Hang it all, a man never could understand a woman! Here he was standing before his discarded wife, having done the best he could for her, divided his fortune with her, released her from her normal duties to him, while he might have kept this property and lived as he pleased. And in spite of all this, he was made to feel strangely humiliated, worthless and unspeakable to her. This was what her look and manner meant. Good heaven, he could not slink off defeated like this! He had meant to go with his head up, not diminished. The sting of that would interfere with his pleasure, and he had made expensive plans for a gratifying existence in New York.
“What I want, Helen,” he began after this tumultuous pause, speaking in the husband tone of voice, “is a sensible understanding, not a breach. I have provided for you as my wife should be provided for. If you should ever need my help or protection—”
“You have barely time to make your train,” she interrupted, glancing at the clock and keeping her eye now on this clock. Her voice was not that of a wife, but of a lady, speaking probably to some agent whom she was determined to get out of the house before he sold her something she did not want and could not use.
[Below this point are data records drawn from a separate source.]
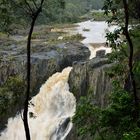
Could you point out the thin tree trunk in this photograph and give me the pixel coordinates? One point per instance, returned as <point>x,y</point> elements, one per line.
<point>25,113</point>
<point>131,49</point>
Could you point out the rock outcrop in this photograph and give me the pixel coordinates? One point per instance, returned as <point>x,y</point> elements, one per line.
<point>90,78</point>
<point>45,61</point>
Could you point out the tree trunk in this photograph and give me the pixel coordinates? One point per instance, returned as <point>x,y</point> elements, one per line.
<point>25,113</point>
<point>131,50</point>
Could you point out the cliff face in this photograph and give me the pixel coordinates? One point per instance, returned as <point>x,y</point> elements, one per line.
<point>90,78</point>
<point>45,61</point>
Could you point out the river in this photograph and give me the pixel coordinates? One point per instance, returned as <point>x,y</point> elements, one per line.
<point>53,107</point>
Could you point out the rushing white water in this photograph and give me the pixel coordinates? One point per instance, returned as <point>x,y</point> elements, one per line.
<point>54,106</point>
<point>52,109</point>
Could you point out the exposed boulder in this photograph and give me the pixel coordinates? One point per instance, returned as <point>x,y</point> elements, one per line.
<point>90,78</point>
<point>45,61</point>
<point>100,53</point>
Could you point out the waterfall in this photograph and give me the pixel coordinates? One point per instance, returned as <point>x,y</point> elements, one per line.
<point>50,112</point>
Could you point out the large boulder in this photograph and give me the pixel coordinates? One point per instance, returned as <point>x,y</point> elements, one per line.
<point>90,78</point>
<point>45,61</point>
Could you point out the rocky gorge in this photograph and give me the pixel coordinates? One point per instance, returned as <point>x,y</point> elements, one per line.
<point>45,61</point>
<point>87,78</point>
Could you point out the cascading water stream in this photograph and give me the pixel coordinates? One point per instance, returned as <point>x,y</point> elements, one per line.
<point>53,107</point>
<point>51,111</point>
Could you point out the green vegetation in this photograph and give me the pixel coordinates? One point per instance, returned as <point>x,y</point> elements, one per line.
<point>120,119</point>
<point>11,92</point>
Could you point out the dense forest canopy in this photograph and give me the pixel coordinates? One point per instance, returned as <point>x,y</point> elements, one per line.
<point>12,12</point>
<point>120,118</point>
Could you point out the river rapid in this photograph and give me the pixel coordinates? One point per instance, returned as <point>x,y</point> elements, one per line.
<point>53,107</point>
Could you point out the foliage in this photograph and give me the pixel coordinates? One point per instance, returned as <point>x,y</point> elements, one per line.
<point>118,120</point>
<point>10,94</point>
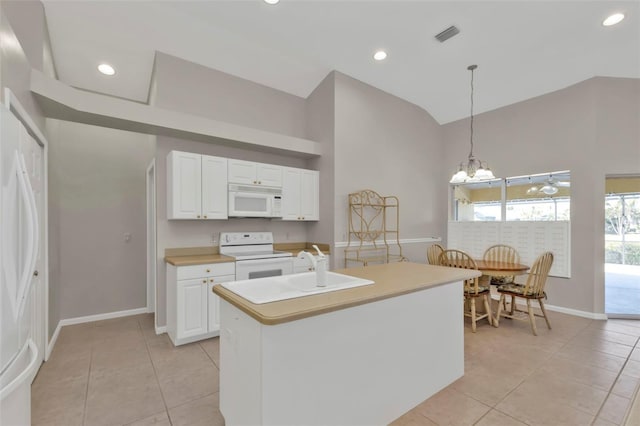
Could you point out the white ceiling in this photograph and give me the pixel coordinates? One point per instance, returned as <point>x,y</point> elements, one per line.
<point>523,48</point>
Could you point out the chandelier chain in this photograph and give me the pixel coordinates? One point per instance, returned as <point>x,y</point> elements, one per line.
<point>471,122</point>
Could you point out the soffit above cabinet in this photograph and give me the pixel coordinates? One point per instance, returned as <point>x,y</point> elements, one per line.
<point>67,103</point>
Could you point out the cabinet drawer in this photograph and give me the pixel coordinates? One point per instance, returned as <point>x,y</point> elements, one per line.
<point>206,270</point>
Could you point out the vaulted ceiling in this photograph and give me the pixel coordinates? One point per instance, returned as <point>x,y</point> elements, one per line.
<point>522,48</point>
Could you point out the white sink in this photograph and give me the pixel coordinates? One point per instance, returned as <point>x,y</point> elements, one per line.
<point>272,289</point>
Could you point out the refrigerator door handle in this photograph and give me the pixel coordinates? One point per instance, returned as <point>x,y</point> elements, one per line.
<point>32,235</point>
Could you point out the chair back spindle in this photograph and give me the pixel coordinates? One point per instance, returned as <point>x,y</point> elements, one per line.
<point>433,254</point>
<point>538,275</point>
<point>460,259</point>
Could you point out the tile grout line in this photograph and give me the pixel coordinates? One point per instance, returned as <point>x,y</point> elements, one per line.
<point>86,395</point>
<point>527,377</point>
<point>616,381</point>
<point>155,374</point>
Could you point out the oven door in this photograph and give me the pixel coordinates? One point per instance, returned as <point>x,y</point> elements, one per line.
<point>250,204</point>
<point>260,268</point>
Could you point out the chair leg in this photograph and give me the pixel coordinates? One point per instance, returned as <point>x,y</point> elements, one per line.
<point>544,312</point>
<point>487,307</point>
<point>473,314</point>
<point>496,320</point>
<point>532,318</point>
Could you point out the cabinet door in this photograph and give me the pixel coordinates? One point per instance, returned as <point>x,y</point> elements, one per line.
<point>184,185</point>
<point>242,172</point>
<point>291,184</point>
<point>309,195</point>
<point>213,300</point>
<point>214,187</point>
<point>269,174</point>
<point>191,312</point>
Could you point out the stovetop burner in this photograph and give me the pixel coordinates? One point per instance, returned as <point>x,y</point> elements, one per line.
<point>249,246</point>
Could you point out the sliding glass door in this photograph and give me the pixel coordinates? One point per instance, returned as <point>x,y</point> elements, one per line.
<point>622,248</point>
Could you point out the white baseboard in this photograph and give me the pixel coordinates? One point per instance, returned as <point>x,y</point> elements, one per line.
<point>577,313</point>
<point>52,342</point>
<point>89,318</point>
<point>100,317</point>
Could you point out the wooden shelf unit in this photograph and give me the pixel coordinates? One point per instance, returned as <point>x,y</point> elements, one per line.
<point>373,229</point>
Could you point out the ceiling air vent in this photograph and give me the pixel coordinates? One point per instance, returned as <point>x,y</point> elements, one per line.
<point>447,34</point>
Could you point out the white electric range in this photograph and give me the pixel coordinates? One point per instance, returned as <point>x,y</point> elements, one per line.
<point>254,255</point>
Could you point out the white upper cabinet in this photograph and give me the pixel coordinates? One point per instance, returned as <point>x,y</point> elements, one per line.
<point>300,194</point>
<point>196,186</point>
<point>184,185</point>
<point>248,172</point>
<point>214,187</point>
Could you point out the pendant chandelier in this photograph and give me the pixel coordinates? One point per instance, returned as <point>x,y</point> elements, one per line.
<point>473,170</point>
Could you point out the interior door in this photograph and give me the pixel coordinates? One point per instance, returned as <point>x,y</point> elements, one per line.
<point>34,161</point>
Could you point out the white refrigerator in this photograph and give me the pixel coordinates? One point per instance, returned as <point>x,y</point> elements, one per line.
<point>19,236</point>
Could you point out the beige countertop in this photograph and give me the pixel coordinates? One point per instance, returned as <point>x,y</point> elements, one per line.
<point>198,259</point>
<point>391,280</point>
<point>187,256</point>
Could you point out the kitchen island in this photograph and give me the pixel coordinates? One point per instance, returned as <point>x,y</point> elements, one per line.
<point>362,355</point>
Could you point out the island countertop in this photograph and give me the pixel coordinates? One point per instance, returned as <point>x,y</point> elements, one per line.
<point>390,280</point>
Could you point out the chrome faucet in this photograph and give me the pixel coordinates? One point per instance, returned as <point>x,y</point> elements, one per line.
<point>319,265</point>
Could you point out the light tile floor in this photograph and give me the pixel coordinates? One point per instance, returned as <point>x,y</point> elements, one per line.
<point>118,372</point>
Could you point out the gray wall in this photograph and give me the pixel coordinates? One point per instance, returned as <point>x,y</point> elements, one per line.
<point>97,176</point>
<point>393,147</point>
<point>590,128</point>
<point>320,120</point>
<point>184,86</point>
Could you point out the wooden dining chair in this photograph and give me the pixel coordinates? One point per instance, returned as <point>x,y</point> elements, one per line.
<point>533,289</point>
<point>472,288</point>
<point>433,254</point>
<point>502,253</point>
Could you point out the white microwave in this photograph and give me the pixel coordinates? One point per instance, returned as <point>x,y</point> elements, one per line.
<point>254,201</point>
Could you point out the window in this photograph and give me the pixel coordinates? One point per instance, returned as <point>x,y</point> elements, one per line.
<point>478,201</point>
<point>539,197</point>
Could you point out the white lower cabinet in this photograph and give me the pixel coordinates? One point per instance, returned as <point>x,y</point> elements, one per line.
<point>192,308</point>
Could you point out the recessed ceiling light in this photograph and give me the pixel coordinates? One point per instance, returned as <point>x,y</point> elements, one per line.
<point>380,55</point>
<point>106,69</point>
<point>613,19</point>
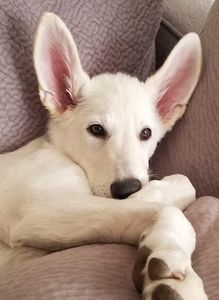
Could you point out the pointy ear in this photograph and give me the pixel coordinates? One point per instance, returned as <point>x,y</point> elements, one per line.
<point>174,83</point>
<point>58,68</point>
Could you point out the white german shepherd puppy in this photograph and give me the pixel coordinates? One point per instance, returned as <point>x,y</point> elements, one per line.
<point>63,189</point>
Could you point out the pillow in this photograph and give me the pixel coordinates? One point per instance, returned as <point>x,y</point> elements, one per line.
<point>192,147</point>
<point>111,36</point>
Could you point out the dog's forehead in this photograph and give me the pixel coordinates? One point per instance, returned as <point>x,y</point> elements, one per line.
<point>119,93</point>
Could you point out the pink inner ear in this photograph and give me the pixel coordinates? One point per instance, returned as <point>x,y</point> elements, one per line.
<point>58,72</point>
<point>174,88</point>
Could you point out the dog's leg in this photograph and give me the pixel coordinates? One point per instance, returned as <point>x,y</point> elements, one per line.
<point>64,223</point>
<point>163,266</point>
<point>57,220</point>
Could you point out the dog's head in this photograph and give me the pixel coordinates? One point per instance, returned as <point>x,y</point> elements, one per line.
<point>110,124</point>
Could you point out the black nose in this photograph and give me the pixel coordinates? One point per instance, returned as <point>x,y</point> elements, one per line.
<point>122,189</point>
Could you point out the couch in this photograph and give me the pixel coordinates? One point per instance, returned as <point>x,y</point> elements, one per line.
<point>114,36</point>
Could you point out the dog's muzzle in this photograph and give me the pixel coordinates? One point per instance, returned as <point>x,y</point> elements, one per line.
<point>123,189</point>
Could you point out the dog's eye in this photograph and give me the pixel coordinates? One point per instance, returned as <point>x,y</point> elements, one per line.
<point>145,134</point>
<point>97,130</point>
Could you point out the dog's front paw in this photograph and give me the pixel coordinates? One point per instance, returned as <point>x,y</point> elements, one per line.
<point>166,276</point>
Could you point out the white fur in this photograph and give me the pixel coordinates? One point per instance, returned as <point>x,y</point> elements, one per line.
<point>55,191</point>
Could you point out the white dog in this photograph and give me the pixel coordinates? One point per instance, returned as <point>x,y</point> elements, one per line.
<point>63,189</point>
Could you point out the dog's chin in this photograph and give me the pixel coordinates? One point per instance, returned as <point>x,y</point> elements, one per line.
<point>101,191</point>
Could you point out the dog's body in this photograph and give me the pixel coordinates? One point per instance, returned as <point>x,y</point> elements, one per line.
<point>54,192</point>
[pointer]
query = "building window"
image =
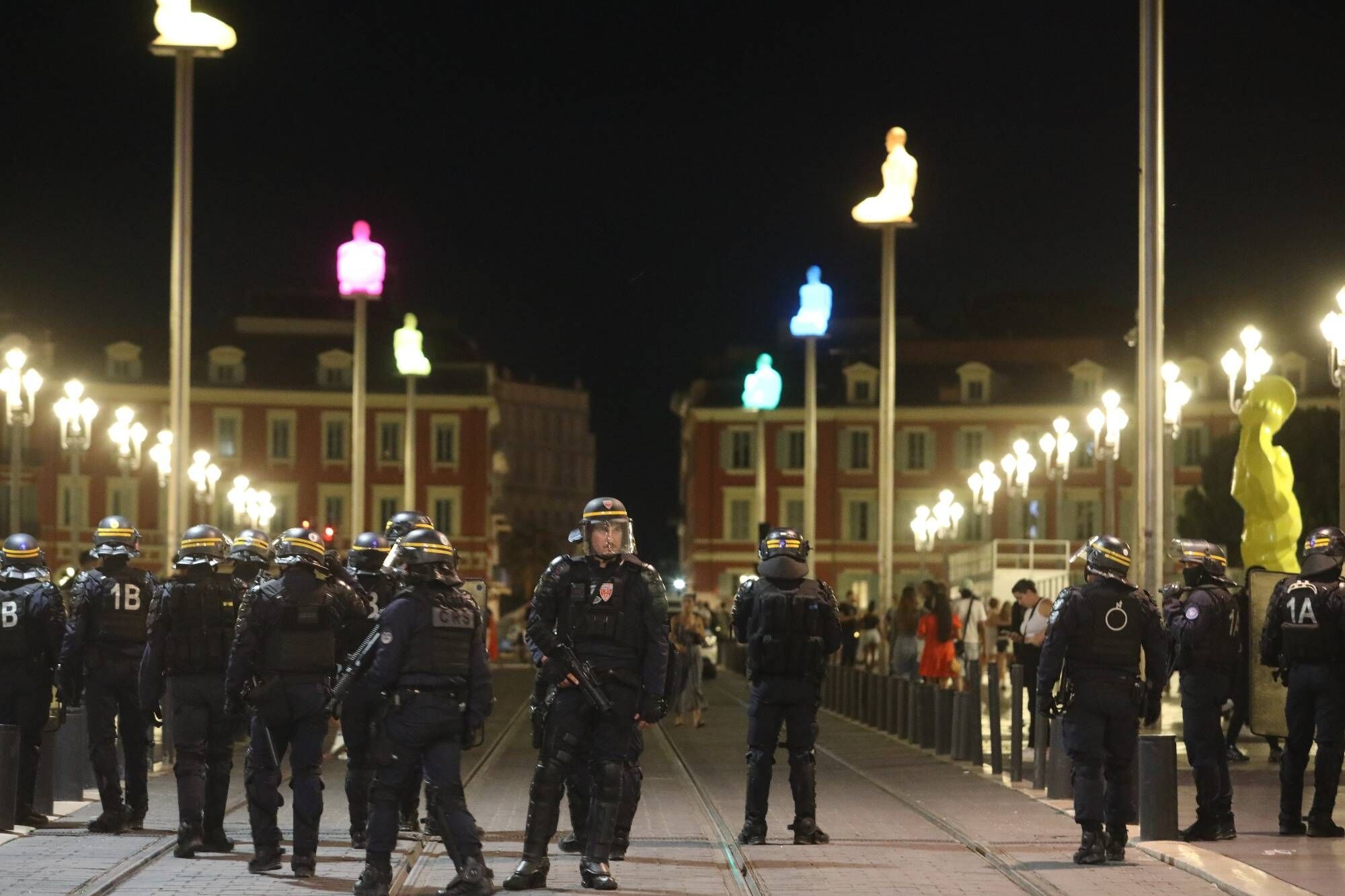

“Oh, very well, if you won’t be reasonable!” he exclaimed as he strode flashily past her.
But when he reached the door he halted, looked back at her like an actor being put out of the scene and required by his lines to pause, show indecision, the fangs of his outraged emotions to the appreciative audience. But there was no audience to witness Cutter’s histrionic exit; only this neat, cool, little star of a lady with flaming cheeks, whose eyes remained resolutely upon the face of the clock.
This man, who a while ago could not bear the touch of his wife’s hand, experienced a momentary revulsion toward his own future, to all it offered. He wanted to go back, take Helen in his arms, kiss her, feel the cleanness and sweetness of her goodness and nearness to him. But this was only momentary. He remembered the dullness of the years. He must buck up, he told himself hastily; just let him get through, escape this last tug of the old life and he would be a free man. Beneath this shrewd calculation of himself, there was a faint premonition that he had better not go back in there to perform these last sacred rites of parting with his wife. He was afraid of her, as criminals fear law.
He went out, closing the front door softly behind him. He walked hurriedly toward the station, disturbed and shamed by the thoughts his very steps seemed to toss up in his mind. For months, while his affair in New York was progressing lightly but surely toward this crisis, he had dreaded this scene with Helen. He had felt for her, the distress and anguish she must suffer at the idea of losing him. He had always been as sure as that of her deep devotion. Now it appeared that he had lost Helen. He realized suddenly that he had counted on her. Whatever he became, back here in that quiet house Helen would always be his wife. She was not the woman to think of a divorce.
Well, he had been a fool not to have understood all along that Helen would be true to herself as usual, to her own convictions, whatever they were. And he was no longer one of these convictions. Life was a mess, anyhow. If a man failed, he had poverty pawing at his door. If he succeeded, made a fortune, his nature, his tastes and desires all changed. If only Helen had gone out and made a name or a fortune, achieved something in the world, he supposed she would be different too. Maybe she would have understood—
The whistle of a locomotive in the distance ended these speculations. He stepped from the pavement and swung with long strides down the railroad track to where the sleeping cars would stop. A moment later there was a rattle of the rails, a roar and a grinding of brakes. The self-bereaved husband climbed aboard, walked magnificently up the aisle of the car to his section, sat down, rumbled a command to the porter and heaved a sigh.